Smith employs images that have the potential to act on the viewer (of a certain age) through direct, remembered nostalgia. [Author’s Sidebar: “Direct nostalgia”, in my definition, is responsible for the way I felt looking at her piece I’m Your Angel (2009). The main element is a Yoko Ono 45-rpm record of the same title – a disc I used to own. I’m Your Angel conjured my freshman-year university soundtrack of Lennon-Ono’s joyous reemergence on the “Double Fantasy” album. Inevitably, Lennon’s assassination also reared its head. Although a less-desired result, this final memory is closer to nostalgia’s original meaning as a melancholy malady.]

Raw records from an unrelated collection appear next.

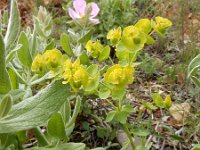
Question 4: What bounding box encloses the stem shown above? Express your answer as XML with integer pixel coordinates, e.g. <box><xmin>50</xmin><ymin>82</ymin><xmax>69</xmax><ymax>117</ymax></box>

<box><xmin>105</xmin><ymin>99</ymin><xmax>117</xmax><ymax>109</ymax></box>
<box><xmin>34</xmin><ymin>127</ymin><xmax>49</xmax><ymax>146</ymax></box>
<box><xmin>108</xmin><ymin>56</ymin><xmax>115</xmax><ymax>65</ymax></box>
<box><xmin>123</xmin><ymin>124</ymin><xmax>136</xmax><ymax>150</ymax></box>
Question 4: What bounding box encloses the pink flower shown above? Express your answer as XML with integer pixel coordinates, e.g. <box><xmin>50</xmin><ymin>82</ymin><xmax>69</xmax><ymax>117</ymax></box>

<box><xmin>68</xmin><ymin>0</ymin><xmax>100</xmax><ymax>24</ymax></box>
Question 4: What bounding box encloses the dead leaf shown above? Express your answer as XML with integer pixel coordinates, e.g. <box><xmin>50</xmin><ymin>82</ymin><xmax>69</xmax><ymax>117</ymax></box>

<box><xmin>169</xmin><ymin>103</ymin><xmax>191</xmax><ymax>123</ymax></box>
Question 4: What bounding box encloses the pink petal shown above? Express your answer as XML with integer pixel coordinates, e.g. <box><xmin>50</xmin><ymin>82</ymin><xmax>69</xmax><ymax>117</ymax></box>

<box><xmin>88</xmin><ymin>2</ymin><xmax>100</xmax><ymax>17</ymax></box>
<box><xmin>89</xmin><ymin>17</ymin><xmax>100</xmax><ymax>24</ymax></box>
<box><xmin>73</xmin><ymin>0</ymin><xmax>86</xmax><ymax>15</ymax></box>
<box><xmin>68</xmin><ymin>8</ymin><xmax>80</xmax><ymax>19</ymax></box>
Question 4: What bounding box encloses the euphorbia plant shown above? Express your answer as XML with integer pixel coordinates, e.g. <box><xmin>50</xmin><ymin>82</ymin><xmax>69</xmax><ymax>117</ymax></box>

<box><xmin>32</xmin><ymin>14</ymin><xmax>171</xmax><ymax>149</ymax></box>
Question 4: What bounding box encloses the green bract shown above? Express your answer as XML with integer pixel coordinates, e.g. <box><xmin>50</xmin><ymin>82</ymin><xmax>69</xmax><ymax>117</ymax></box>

<box><xmin>104</xmin><ymin>64</ymin><xmax>134</xmax><ymax>86</ymax></box>
<box><xmin>44</xmin><ymin>49</ymin><xmax>62</xmax><ymax>71</ymax></box>
<box><xmin>107</xmin><ymin>27</ymin><xmax>122</xmax><ymax>46</ymax></box>
<box><xmin>63</xmin><ymin>59</ymin><xmax>88</xmax><ymax>91</ymax></box>
<box><xmin>153</xmin><ymin>16</ymin><xmax>172</xmax><ymax>35</ymax></box>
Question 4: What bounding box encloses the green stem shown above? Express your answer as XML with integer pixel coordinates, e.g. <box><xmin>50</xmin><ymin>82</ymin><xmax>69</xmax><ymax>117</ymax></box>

<box><xmin>123</xmin><ymin>124</ymin><xmax>136</xmax><ymax>150</ymax></box>
<box><xmin>34</xmin><ymin>127</ymin><xmax>49</xmax><ymax>146</ymax></box>
<box><xmin>108</xmin><ymin>56</ymin><xmax>115</xmax><ymax>65</ymax></box>
<box><xmin>105</xmin><ymin>99</ymin><xmax>117</xmax><ymax>109</ymax></box>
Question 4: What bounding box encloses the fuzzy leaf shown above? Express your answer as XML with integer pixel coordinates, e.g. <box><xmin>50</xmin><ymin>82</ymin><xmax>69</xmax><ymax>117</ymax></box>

<box><xmin>47</xmin><ymin>112</ymin><xmax>66</xmax><ymax>139</ymax></box>
<box><xmin>17</xmin><ymin>32</ymin><xmax>32</xmax><ymax>68</ymax></box>
<box><xmin>4</xmin><ymin>0</ymin><xmax>20</xmax><ymax>51</ymax></box>
<box><xmin>0</xmin><ymin>81</ymin><xmax>72</xmax><ymax>133</ymax></box>
<box><xmin>0</xmin><ymin>35</ymin><xmax>11</xmax><ymax>94</ymax></box>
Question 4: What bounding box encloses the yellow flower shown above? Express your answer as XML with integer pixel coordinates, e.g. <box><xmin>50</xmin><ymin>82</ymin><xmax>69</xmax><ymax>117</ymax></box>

<box><xmin>164</xmin><ymin>95</ymin><xmax>172</xmax><ymax>108</ymax></box>
<box><xmin>107</xmin><ymin>27</ymin><xmax>122</xmax><ymax>46</ymax></box>
<box><xmin>63</xmin><ymin>59</ymin><xmax>88</xmax><ymax>91</ymax></box>
<box><xmin>31</xmin><ymin>54</ymin><xmax>46</xmax><ymax>74</ymax></box>
<box><xmin>117</xmin><ymin>26</ymin><xmax>147</xmax><ymax>51</ymax></box>
<box><xmin>104</xmin><ymin>64</ymin><xmax>134</xmax><ymax>86</ymax></box>
<box><xmin>44</xmin><ymin>49</ymin><xmax>62</xmax><ymax>71</ymax></box>
<box><xmin>135</xmin><ymin>19</ymin><xmax>152</xmax><ymax>34</ymax></box>
<box><xmin>85</xmin><ymin>40</ymin><xmax>104</xmax><ymax>58</ymax></box>
<box><xmin>154</xmin><ymin>16</ymin><xmax>172</xmax><ymax>34</ymax></box>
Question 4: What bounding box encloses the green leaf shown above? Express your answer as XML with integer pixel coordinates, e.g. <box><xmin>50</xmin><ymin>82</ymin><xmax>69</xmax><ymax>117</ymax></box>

<box><xmin>78</xmin><ymin>29</ymin><xmax>93</xmax><ymax>43</ymax></box>
<box><xmin>136</xmin><ymin>145</ymin><xmax>149</xmax><ymax>150</ymax></box>
<box><xmin>188</xmin><ymin>54</ymin><xmax>200</xmax><ymax>77</ymax></box>
<box><xmin>17</xmin><ymin>32</ymin><xmax>32</xmax><ymax>68</ymax></box>
<box><xmin>152</xmin><ymin>93</ymin><xmax>165</xmax><ymax>108</ymax></box>
<box><xmin>44</xmin><ymin>40</ymin><xmax>55</xmax><ymax>51</ymax></box>
<box><xmin>33</xmin><ymin>16</ymin><xmax>47</xmax><ymax>39</ymax></box>
<box><xmin>112</xmin><ymin>86</ymin><xmax>126</xmax><ymax>100</ymax></box>
<box><xmin>8</xmin><ymin>68</ymin><xmax>19</xmax><ymax>89</ymax></box>
<box><xmin>60</xmin><ymin>33</ymin><xmax>74</xmax><ymax>56</ymax></box>
<box><xmin>146</xmin><ymin>35</ymin><xmax>155</xmax><ymax>44</ymax></box>
<box><xmin>0</xmin><ymin>95</ymin><xmax>13</xmax><ymax>118</ymax></box>
<box><xmin>114</xmin><ymin>111</ymin><xmax>129</xmax><ymax>124</ymax></box>
<box><xmin>61</xmin><ymin>101</ymin><xmax>71</xmax><ymax>124</ymax></box>
<box><xmin>47</xmin><ymin>112</ymin><xmax>66</xmax><ymax>139</ymax></box>
<box><xmin>27</xmin><ymin>143</ymin><xmax>86</xmax><ymax>150</ymax></box>
<box><xmin>79</xmin><ymin>52</ymin><xmax>90</xmax><ymax>66</ymax></box>
<box><xmin>106</xmin><ymin>111</ymin><xmax>116</xmax><ymax>122</ymax></box>
<box><xmin>98</xmin><ymin>46</ymin><xmax>110</xmax><ymax>62</ymax></box>
<box><xmin>131</xmin><ymin>127</ymin><xmax>150</xmax><ymax>136</ymax></box>
<box><xmin>143</xmin><ymin>102</ymin><xmax>157</xmax><ymax>110</ymax></box>
<box><xmin>30</xmin><ymin>26</ymin><xmax>38</xmax><ymax>57</ymax></box>
<box><xmin>122</xmin><ymin>105</ymin><xmax>135</xmax><ymax>113</ymax></box>
<box><xmin>0</xmin><ymin>35</ymin><xmax>11</xmax><ymax>94</ymax></box>
<box><xmin>66</xmin><ymin>96</ymin><xmax>81</xmax><ymax>128</ymax></box>
<box><xmin>191</xmin><ymin>144</ymin><xmax>200</xmax><ymax>150</ymax></box>
<box><xmin>0</xmin><ymin>80</ymin><xmax>73</xmax><ymax>133</ymax></box>
<box><xmin>191</xmin><ymin>76</ymin><xmax>200</xmax><ymax>88</ymax></box>
<box><xmin>98</xmin><ymin>83</ymin><xmax>111</xmax><ymax>99</ymax></box>
<box><xmin>16</xmin><ymin>131</ymin><xmax>26</xmax><ymax>144</ymax></box>
<box><xmin>4</xmin><ymin>0</ymin><xmax>20</xmax><ymax>51</ymax></box>
<box><xmin>84</xmin><ymin>64</ymin><xmax>100</xmax><ymax>91</ymax></box>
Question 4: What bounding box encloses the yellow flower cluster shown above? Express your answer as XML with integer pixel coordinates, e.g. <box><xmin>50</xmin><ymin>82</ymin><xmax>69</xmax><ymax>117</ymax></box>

<box><xmin>31</xmin><ymin>54</ymin><xmax>46</xmax><ymax>74</ymax></box>
<box><xmin>104</xmin><ymin>64</ymin><xmax>134</xmax><ymax>86</ymax></box>
<box><xmin>107</xmin><ymin>27</ymin><xmax>122</xmax><ymax>46</ymax></box>
<box><xmin>63</xmin><ymin>59</ymin><xmax>88</xmax><ymax>91</ymax></box>
<box><xmin>107</xmin><ymin>17</ymin><xmax>172</xmax><ymax>52</ymax></box>
<box><xmin>31</xmin><ymin>49</ymin><xmax>62</xmax><ymax>74</ymax></box>
<box><xmin>154</xmin><ymin>17</ymin><xmax>172</xmax><ymax>35</ymax></box>
<box><xmin>85</xmin><ymin>40</ymin><xmax>104</xmax><ymax>58</ymax></box>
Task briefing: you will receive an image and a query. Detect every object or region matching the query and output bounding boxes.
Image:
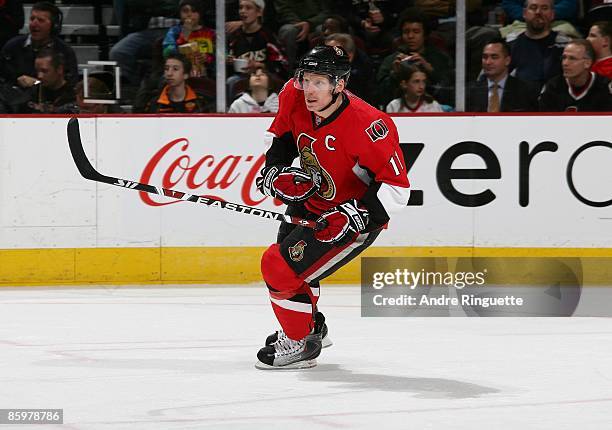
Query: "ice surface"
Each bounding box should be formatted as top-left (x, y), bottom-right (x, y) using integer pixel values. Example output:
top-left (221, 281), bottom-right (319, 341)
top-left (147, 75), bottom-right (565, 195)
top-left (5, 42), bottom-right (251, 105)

Smith also engages indirect or mediated nostalgia, the kind that doesn’t spring from one’s actual memory, but belongs instead to the bottomless image pool of history that comforts us with its charming reflection of simpler days. She covers a lot of nostalgic territory, and – in an exhibition with this breadth– one can appreciate the range of her interrogation of 20th century visual culture. When Smith portrays the feminine it is often through the gauze of carefully calibrated romanticism. She is consistent in her attraction to pictures from the Golden Age of Hollywood, mid-century advertising, even the Victorian-era – sourced from a vast lexicon of “constructed womanhood” that was exclusively construed by men. Specifically, the visages that jump out at her – as she forages through antique stores and thrifts looking for material – reflect the male desire frameworks of their respective historical contexts. Smith’s pictorial plan usually includes a loaded image with an accompanying line of text. These quotes or expressions metaphorically and physically hover above the main subject as the foreground of her shadowboxes.
“We want to buy the right stuff, but we don’t necessarily know what it is,“ laments the text in Modernism (1980); Smith floats this above a scene of a stylish Mad Man-era woman reclining before a gallery wall filled with art. The dilemma for this female character is superficially amusing, but also indicative of Smith’s suspicious view of consumerist society – and perhaps a reflection of her own upbringing. Her father was born in 1906 and had grown up in rural Utah; he lived through World War I, the Great Depression, and World War II. “He told me,” said Smith in an interview, ”the whole story of the century through his own experiences, because he was a big talker.” She gleaned a certain narrative from these childhood conversations, a “kind of mythology that’s peculiarly American and outside standard history.”
Smith’s own early years (when she was “Patti Anne Smith”) were spent near the grounds of a mental institution California, providing an element of surrealism to her background. Although herself a product of the 60’s, her work and content emerges from earlier eras – times when the veneer of practicality and stolid American values rubbed up silently against the grain of real life.
The exhibition’s centerpiece, Past Lives (1989), inhabits the main gallery (and benefits especially from the balcony vista available to viewers). This alliance between visual and literary poetics combines a sprawling armada of children’s chairs in a simulated classroom, along with chalkboards, clocks and Amy Gerstler’s wall text. The latter is more of a list, an insinuating, third-person roster of observations (“Can’t sit still.” “Hates her name.” “Refuses to bathe.”); they are subtle-to-harsh indictments that adults make about children, teachers make about students, or authority in general sees fit to impose on a weaker, subjected body. This commentary provides a background text to Smith’s collection of miniature seats, which she arranges in a non-hierarchical way – it’s a big sea of chairs, and upon entering, an inviting and charming scene to experience. But, like Smith’s autonomous work, it’s a charm offensive that has critical undertones that sink in quickly. Although almost 30 years old since its first appearance, Past Lives seems more relevant than ever, as our post-Parkland society deals with prospect of the school classroom being a site as much for learning as for tragedy.